As the Mortgage Bankers Association (MBA) works to educate lawmakers about the damage caused by mortgage fraud against lenders, we face somewhat of an uphill battle. To some, this type of white-collar crime appears to hurt (in their wallets) only those people who can take it. And while no one condones fraud, the issue loses some urgency when viewed in this light.
But as the fraudsters have become more savvy and their schemes more profitable, these crimes have begun to threaten community health and security, and even international security. It is through these issues that we are finding some traction on the Hill.
In Buffalo, New York, a 30-year-old man and his wife bought 40 cheap homes and obtained second mortgages on each for as much as $100,000 above each property's assessed value. When the nearly $2 million in mortgage checks came through and the couple skipped town, the abandoned properties they left behind became prime contributors to neighborhood blight.
In Chicago, a savvy drug-dealing gang has shifted its focus to this budding financial crime. The money and homes gained through mortgage fraud have helped the gang support its other criminal activities, such as drug-dealing, smuggling and prostitution.
Mortgage fraud has even begun to finance international terrorist activities. The Federal Bureau of Investigation (FBI), for example, indicted two men in Detroit in 2004 who used mortgage fraud, along with a variety of schemes, to secure more than $200,000 to buy military equipment for Hezbollah, a Lebanese terrorist organization.
The truth is that a lot of neighborhoods are part of the collateral damage done by these mortgage-fraud schemes. The abandoned homes left behind have been likened to "a communicable disease." Once a few buildings are boarded up, it is all too easy for the entire street to spiral downward. Other streets soon follow, and, ultimately, entire communities pay the price.
Mortgage lenders do, of course, usually take the full brunt of the direct economic hit from mortgage fraud. Even if a lender sells the mortgage, investors that discover they have purchased a fraudulent loan through the secondary market generally require the lender to repurchase the loan. Lenders, in turn, often have no practical recourse--even if someone can be tracked down, fraud perpetrators usually have few assets to tap into for compensation.
While there are no definitive statistics available, the FBI recorded $1.01 billion in reported mortgage-fraud losses in FY2005. The FBI believes this number underestimates the impact of fraud, because the data are based on only a portion of the industry.
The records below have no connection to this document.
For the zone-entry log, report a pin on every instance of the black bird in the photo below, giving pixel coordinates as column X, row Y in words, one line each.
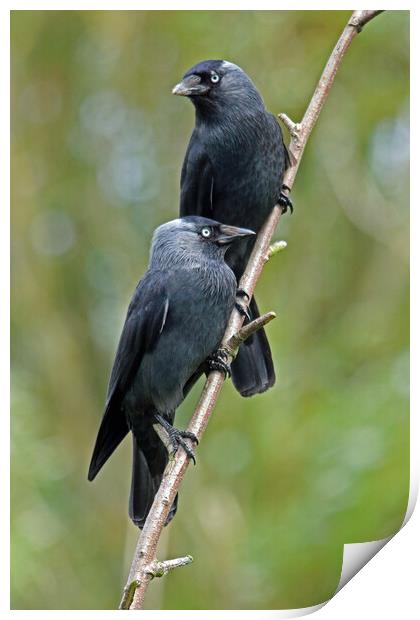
column 233, row 172
column 175, row 322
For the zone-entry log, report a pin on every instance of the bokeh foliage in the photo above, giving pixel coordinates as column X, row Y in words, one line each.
column 284, row 479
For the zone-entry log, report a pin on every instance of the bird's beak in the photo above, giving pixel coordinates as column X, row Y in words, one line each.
column 191, row 85
column 228, row 234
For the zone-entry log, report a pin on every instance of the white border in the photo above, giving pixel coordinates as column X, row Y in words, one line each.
column 387, row 585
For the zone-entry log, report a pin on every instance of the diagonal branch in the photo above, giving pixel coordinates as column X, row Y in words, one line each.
column 145, row 554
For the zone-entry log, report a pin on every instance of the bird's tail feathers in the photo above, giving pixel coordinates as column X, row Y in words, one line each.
column 253, row 368
column 148, row 468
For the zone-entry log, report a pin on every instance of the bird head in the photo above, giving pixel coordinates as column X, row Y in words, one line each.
column 214, row 84
column 193, row 238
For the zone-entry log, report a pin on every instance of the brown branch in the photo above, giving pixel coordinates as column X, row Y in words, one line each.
column 145, row 553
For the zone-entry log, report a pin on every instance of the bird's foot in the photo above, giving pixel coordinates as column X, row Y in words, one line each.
column 218, row 361
column 176, row 437
column 284, row 202
column 241, row 307
column 241, row 292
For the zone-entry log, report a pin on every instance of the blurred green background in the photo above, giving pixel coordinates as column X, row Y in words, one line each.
column 283, row 479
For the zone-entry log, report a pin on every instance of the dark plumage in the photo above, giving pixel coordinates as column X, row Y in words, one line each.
column 233, row 171
column 175, row 321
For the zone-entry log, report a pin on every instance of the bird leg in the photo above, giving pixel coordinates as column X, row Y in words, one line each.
column 176, row 436
column 284, row 201
column 241, row 292
column 218, row 361
column 241, row 307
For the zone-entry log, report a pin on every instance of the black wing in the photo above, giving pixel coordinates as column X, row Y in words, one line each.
column 197, row 181
column 144, row 323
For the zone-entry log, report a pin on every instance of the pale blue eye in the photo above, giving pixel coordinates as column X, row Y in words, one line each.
column 206, row 232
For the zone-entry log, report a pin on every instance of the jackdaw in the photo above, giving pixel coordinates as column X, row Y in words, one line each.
column 174, row 324
column 233, row 171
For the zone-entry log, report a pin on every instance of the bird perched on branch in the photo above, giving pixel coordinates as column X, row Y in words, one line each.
column 175, row 322
column 233, row 172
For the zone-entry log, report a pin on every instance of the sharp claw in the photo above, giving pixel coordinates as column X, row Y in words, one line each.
column 177, row 437
column 285, row 202
column 242, row 293
column 217, row 361
column 243, row 310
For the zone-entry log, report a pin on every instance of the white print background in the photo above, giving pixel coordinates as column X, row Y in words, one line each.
column 387, row 586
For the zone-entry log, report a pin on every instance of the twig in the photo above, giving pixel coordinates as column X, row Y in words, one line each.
column 145, row 553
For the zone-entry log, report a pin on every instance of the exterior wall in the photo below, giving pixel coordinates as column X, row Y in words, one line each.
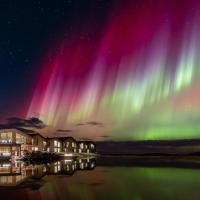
column 39, row 143
column 14, row 143
column 70, row 145
column 54, row 145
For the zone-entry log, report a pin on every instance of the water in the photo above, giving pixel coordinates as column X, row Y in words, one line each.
column 99, row 179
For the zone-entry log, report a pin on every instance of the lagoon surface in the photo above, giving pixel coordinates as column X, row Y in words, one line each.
column 91, row 178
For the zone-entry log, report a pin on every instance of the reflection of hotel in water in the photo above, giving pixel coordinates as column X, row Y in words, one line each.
column 14, row 143
column 17, row 173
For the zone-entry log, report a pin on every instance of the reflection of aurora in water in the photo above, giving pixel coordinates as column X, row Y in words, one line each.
column 19, row 173
column 109, row 182
column 140, row 77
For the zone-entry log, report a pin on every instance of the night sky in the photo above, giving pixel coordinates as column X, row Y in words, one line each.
column 101, row 69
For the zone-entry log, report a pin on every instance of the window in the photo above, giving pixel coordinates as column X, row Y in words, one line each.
column 6, row 137
column 59, row 144
column 55, row 143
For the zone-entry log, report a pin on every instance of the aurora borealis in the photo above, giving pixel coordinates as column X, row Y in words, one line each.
column 136, row 74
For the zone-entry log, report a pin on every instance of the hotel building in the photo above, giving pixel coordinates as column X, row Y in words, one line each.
column 15, row 143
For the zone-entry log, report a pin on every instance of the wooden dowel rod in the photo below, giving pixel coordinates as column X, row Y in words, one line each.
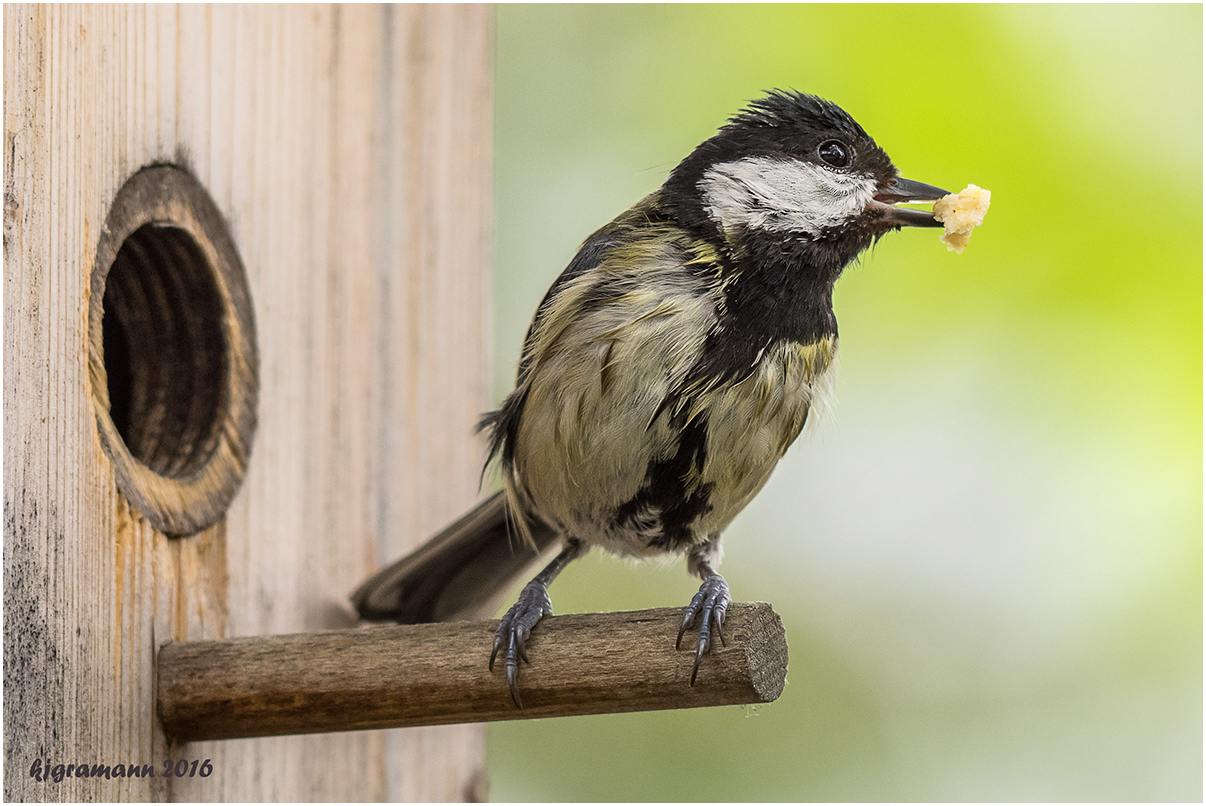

The FBI recently reported that accounts of mortgage fraud have increased sevenfold in the past five years, and the FBI caseload has increased more than 160 percent since 2003. Whatever the actual number, law enforcement and the mortgage lending industry agree that mortgage fraud against lenders has exploded in the past several years, with severe consequences for individual consumers, entire communities and lenders.
As this problem has escalated, so too has the Mortgage Bankers Association's dedication of time and resources to battling it. This year combating mortgage fraud against lenders is one of our top advocacy priorities. But we've been working on the issue for several years.
In October 2004, MBA testified about three critical needs before the House Financial Services Committee's Subcommittee on Housing and Community Opportunity's hearing on mortgage fraud:
* Increased investigation and prosecution of mortgage fraud by law-enforcement agencies;
* Improved communication between mortgage lenders and the state and federal agencies that investigate and prosecute mortgage fraud; and
* Better industry tools and intra-industry communication to combat fraud. …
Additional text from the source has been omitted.